As she considered her college options, Shanahan said, “I wanted to stay within a five-hour driving distance to my house, and I wanted to go to a top-10 D-1 [program]. I was looking at a couple places, but when I visited here, my parents and I were like, ‘Wow!’ “
Her UVA experience has met her expectations, Shanahan said. “It’s been great so far. I love the school. I love the atmosphere and the Grounds.”
On the field, Shanahan went through a transition period, as many newcomers do. After joining the Cavaliers’ program, Madison said, Shanahan “had to make an adjustment to the speed of the [college] game.”
A greater commitment to fitness allowed Shanahan to play at the tempo required for success at the highest level of college field hockey, Madison said.
“She has the skills to do it,” Madison said.
Shanahan returned Charlottesville in August after an uneventful summer. She was identified years ago by USA Field Hockey, the sport’s national governing body, as a top prospect, and in June she competed at the Young Women’s National Championship.
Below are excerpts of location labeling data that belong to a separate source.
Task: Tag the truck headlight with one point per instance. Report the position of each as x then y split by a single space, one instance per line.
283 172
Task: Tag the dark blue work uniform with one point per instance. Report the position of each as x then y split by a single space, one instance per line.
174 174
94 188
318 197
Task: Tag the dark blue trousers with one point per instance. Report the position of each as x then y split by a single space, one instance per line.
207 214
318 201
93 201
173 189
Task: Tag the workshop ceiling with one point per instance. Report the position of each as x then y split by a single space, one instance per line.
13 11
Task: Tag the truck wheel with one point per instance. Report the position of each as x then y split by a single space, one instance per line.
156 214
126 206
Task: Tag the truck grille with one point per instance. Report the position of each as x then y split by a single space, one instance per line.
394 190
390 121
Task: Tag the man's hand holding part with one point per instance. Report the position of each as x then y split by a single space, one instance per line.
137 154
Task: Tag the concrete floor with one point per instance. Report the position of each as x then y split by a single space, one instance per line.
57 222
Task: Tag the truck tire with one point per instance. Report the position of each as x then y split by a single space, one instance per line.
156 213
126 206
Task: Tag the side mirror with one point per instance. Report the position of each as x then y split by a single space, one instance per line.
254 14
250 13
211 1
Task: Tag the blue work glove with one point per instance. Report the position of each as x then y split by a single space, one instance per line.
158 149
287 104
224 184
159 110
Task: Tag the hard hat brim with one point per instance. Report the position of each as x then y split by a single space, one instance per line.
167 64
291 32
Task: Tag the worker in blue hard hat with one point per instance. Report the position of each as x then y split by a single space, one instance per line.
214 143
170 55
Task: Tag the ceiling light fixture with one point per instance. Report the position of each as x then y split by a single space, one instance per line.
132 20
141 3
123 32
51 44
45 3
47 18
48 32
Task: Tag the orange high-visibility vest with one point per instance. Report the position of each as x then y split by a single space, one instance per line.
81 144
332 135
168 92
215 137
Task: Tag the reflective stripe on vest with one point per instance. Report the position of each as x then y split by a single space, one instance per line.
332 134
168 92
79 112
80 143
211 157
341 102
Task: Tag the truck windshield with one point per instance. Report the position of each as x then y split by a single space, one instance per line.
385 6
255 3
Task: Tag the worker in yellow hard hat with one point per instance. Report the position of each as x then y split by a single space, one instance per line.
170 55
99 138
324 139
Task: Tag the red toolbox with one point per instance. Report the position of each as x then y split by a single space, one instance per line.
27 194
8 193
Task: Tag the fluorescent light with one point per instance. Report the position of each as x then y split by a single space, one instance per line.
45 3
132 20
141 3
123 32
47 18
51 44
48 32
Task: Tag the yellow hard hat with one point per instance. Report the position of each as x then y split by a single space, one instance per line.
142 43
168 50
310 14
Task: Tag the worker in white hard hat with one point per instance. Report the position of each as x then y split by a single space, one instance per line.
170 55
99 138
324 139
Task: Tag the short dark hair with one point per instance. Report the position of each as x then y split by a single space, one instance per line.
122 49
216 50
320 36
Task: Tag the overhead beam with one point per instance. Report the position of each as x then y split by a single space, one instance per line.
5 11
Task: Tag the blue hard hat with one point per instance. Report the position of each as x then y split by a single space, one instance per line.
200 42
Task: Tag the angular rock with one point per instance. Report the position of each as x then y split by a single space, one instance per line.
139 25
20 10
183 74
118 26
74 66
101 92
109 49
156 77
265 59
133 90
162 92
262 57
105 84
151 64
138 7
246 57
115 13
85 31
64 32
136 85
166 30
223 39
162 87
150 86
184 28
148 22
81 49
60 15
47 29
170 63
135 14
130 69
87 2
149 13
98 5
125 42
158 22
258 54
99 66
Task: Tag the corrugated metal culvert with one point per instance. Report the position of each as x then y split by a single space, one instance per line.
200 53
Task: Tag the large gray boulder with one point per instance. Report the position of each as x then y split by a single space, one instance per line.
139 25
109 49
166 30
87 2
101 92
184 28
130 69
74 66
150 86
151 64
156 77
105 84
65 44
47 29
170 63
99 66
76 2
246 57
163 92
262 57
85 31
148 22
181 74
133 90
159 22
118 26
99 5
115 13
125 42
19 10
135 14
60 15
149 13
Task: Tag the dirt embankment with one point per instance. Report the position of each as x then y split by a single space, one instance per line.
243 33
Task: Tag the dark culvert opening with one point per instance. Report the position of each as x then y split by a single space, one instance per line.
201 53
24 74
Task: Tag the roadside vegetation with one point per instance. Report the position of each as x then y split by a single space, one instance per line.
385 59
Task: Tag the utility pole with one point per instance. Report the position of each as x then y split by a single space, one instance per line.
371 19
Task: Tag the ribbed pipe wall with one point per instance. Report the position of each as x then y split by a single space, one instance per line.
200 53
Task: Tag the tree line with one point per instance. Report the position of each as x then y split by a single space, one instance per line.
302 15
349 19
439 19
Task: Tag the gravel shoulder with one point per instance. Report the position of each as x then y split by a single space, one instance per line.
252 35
As a result of her performance at that tournament, Shanahan was named to U.S. Women’s Development Squad, a team for players who are not eligible for the Under-21 U.S. Women’s National Team but may one day be candidates for the senior USWNT.
UVA goalkeeper Carrera Lucas was a repeat selection on the U.S. Development Squad, which trained and competed in Lancaster, Pa.
Shanahan had previously played in the Young Women’s National Championship, but this marked her first appearance on one of USA Field Hockey’s national teams.
“I was nervous a little bit, just because it was my first time, and I was playing with girls who’d done this in U17 and U19,” she said. “But I was also pretty confident in my abilities to hang with it.”
Her involvement with USA Field Hockey made for a busy summer.
“This year it just seemed I was getting selected again and again and again,” Shanahan said. “I had to push back some vacations, but it was worth it.”
As might be surmised from her name, Shanahan comes from a family with strong Irish roots. “On both my mom’s side and my dad’s side,” she said.
Her father works for the Anne Arundel County police department. “I don’t want to be a police officer myself,” Shanahan said, “but I think what he does is very interested.”
A career related to the law is a possibility for Shanahan, who lives with teammate Anzel Viljoen, former teammate Averi Bent and women’s soccer player Sarah Maurer.
She’s in no rush to make that decision. It’s early in the school year, and much of her focus is on field hockey. Virginia lost its top two scorers – first-team All-Americans Tara Vittese and Pien Dicke – from its 2017 team but added a large, talented first-year class.
Shanahan has taken on more of a leadership role this season and believes the ‘Hoos will steadily improve as the fall progresses.
“I think we’re really excited to see where it goes,” she said.